A survey conducted by The Express Tribune revealed that all 54 cemeteries in Rawalpindi have no space left whatsoever for further burials.
The model graveyard aptly named Shehr-e-Khamoshan (City of Silence) has not been made operational as a result of which citizens have to pay through their nose to the grave diggers for securing a suitable burial place for their near and dear ones.
It may be pertinent to mention that grave diggers are reaping a windfall in the bargain.
Unfortunately present situation is so grave, so to speak that the practice of replacing abandoned graves for burying a new body is on the rise.
There are 54 small and large cemeteries in the city and Cantt including Karbala graveyard, Dhok Ratta graveyard, Jadeed graveyard, New Katarian graveyard, Pirwudhai graveyard, Eid Gah Sharif graveyard, Shah Chan Charagh graveyard, and Harley Street graveyard, etc which have an acute shortage of burial space.
Muhammad Din, a 65-year-old resident of Rawalpindi, told this scribe that as it is, to eke out a living is becoming difficult in these hard times, what to speak of the dead for finding a grave was no less a challenge.
He added such is the situation in the garrison city that the family of a deceased as stated earlier has to pay exorbitant prices to gravediggers to secure a place for the body.

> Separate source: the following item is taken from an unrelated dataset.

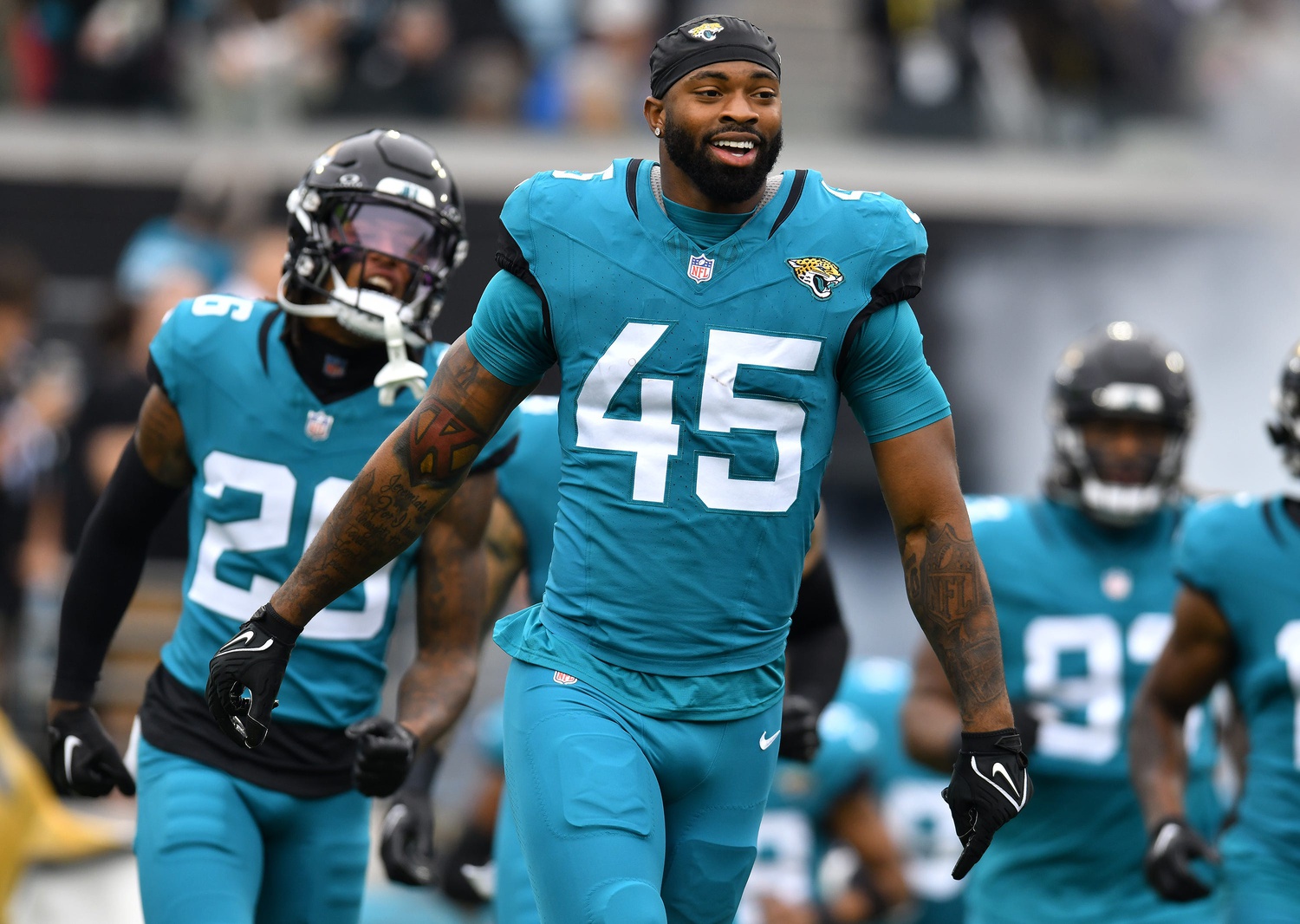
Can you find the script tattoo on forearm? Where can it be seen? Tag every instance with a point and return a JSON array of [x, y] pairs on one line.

While recounting a story relating to the burial of a close relative that happened a few days ago, another citizen Yasin Chaudhry described the harrowing ordeal of searching for a place in different cemeteries of the city for five hours until a gravedigger demanded and received Rs25,000 just for identifying an unattended grave in Dhok Ratta graveyard.
Later, the abandoned grave was dug up again to accommodate the body for which the family had to cough up an additional Rs12,000 to the already aggrieved family.
On the other hand, the district administration said that the Punjab government had allocated a huge land for a cemetery near Dhamyal in 2017.
However, the officials added the biggest problem was that the people did not want to bury their loved ones away from their homes.
Published in The Express Tribune, February 22nd, 2021.